Saturday, 23 May 2015

International Dupuytren's Symposium - Day 2 - afternoon


Prof S:

Looking at the whole body, look for feet, shoulder, privates, and hands not each thing as an individual item.

Radiotherapy can prevent progression in non-cancerous tumours and there are many different fibroma conditions. The radiotherapy impacts both proliferation and inflammation and this is how it can work on DD / LD. So radiotherapy can impact the cells as they are proliferating so quickly that the radiotherapy causes DNA damage that causes them to go into an apoptotic state rather than continuing to replicate.

TGF-B is very sensitive to radiotherapy and is known to be involved in the development of the cells from stem cells to postmitotic state PMF. This has been shown in science journals and cells basically are forced to skip the step in which they are proliferating and in which they cause DD.

Patients that are progressing, so therefore have active DD / LD are those that can be used to determine if patients should be treated. To be clear radiotherapy cannot be used in the latter stage of the disease, but can it be used post-surgery to prevent it entering the latter stages again. For the above to work we need to know what is progression so we can determine what is the right course of action. Increasing symptoms, cords, nodules itching etc are good signs.

If radiotherapy is used at an early stage it can delay or even stop progression. Published data shows that there are some responses to this in the different stages of DD and the later stages of DD should not be treated with radiotherapy but in the initial stages there is a good response to radiotherapy, especially in stage 1.

There have been several different techniques as to what is the best, and comparitive studies show they work but the favourite is 3x5gy done twice over 2 different weeks separated. Random between 2 schedules and controls

3 groups - 0 gy, 21gy (7 days in a row) or the now standard 30gy treatment.

No difference between electons on ortho-volt. There were no difference between the groups in terms of other factors.

20% of patients had a remission
53% were stable  in all RT patients.
Only 8% of patients in the 30gy group went on to have surgery..

Surgery is possible after RT with no extra complications. 12 week break is standard.
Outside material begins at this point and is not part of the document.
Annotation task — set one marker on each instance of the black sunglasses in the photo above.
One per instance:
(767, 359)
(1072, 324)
Radiotherapy with lower doses does work if patients are concerned but it doesn’t work as well.

Radiotherapy used post op in patients with DD in PIP joint.

Ledderhose results skipped!!!! This was due to time constraints so I understand even if I am annoyed.

In cases of Ledderhose 80% of patients see reduce of symptoms and can be done post-operative and can be considered after multiple surgeries. There are several patients that have relapsed and in a different region they are happy to repeat, if there is a relapse in the same area then there can be a third week but going on beyond that is not great.

One key thing is that the dose is above 2gy, so 3gy x 5 or 5gy x 3 can work.

This was a very interesting talk and I knew most of it but it was great to hear the discussion between the surgeons and Prof S, his answers were mostly good.

Next was my talk, gulp.

Overall I think it went well and the basic results that I commented on were:

There is a very high number of female patients, in fact more so than in women and this could be real given the degree of deviation from the norm, however it could be a limitation of the survey, should take into account for the book how many patients have been self-diagnosed. In my experience there is a higher number of women, one doctor commented that many women who think they have nodules have hammertoe and many men who do not think they have Ledderhose in fact do have it. In hindsight I would argue that most of the patient participating in this survey are knowledgeable and most have Dupuytren’s so have probably been checked for Ledderhose, or at least should have been, so if the numbers are biased then it is because doctors are not checking up as they should.

The usual conditions are related.

Radiotherapy is the best treatment option as far as patients are concerned for Ledderhose. No other treatment option even comes close and no doctor even questioned this result. I got in my point about the lack of Ledderhose information and the lack of talks that even consider Ledderhose over the last 2 days...

After this point I did miss the next 2 posts in a post talk buzz but both Dr Bojaj and Anna both said well done on the way back to my seat which was nice.

Have to admit that despite nothing really being on the line for me my heart was pounding and I was a little nervous (though not much really) and I think this is because I wanted to do everyone proud, everyone who has taken part in the survey deserves me to put their point of view across. If anyone would like a copy of my powerpoint presentation then just ask, happy to provide. Certainly if you have Ledderhose then the graph on the treatment options is worth taking to any doctor you see that doesn’t approve of radiotherapy.

The next talk I have notes on is the one on Peyronie’s. To be fair this is probably a talk you can avoid watching, unless you like seeing surgery pictures and you can guess what they look like. Also mentioned the use of Collagenase on the treatment of this condition.

I am not sure what the last mini session is on but think it is mostly going to be 2 interactive sessions on research, first science research and then clinical research.

I will post this as an update now as I am unsure whether I will make many notes on the last session as I am not sure how relevant it will be to me, but I will do my best to give any input that I can and provide you with any output that I can.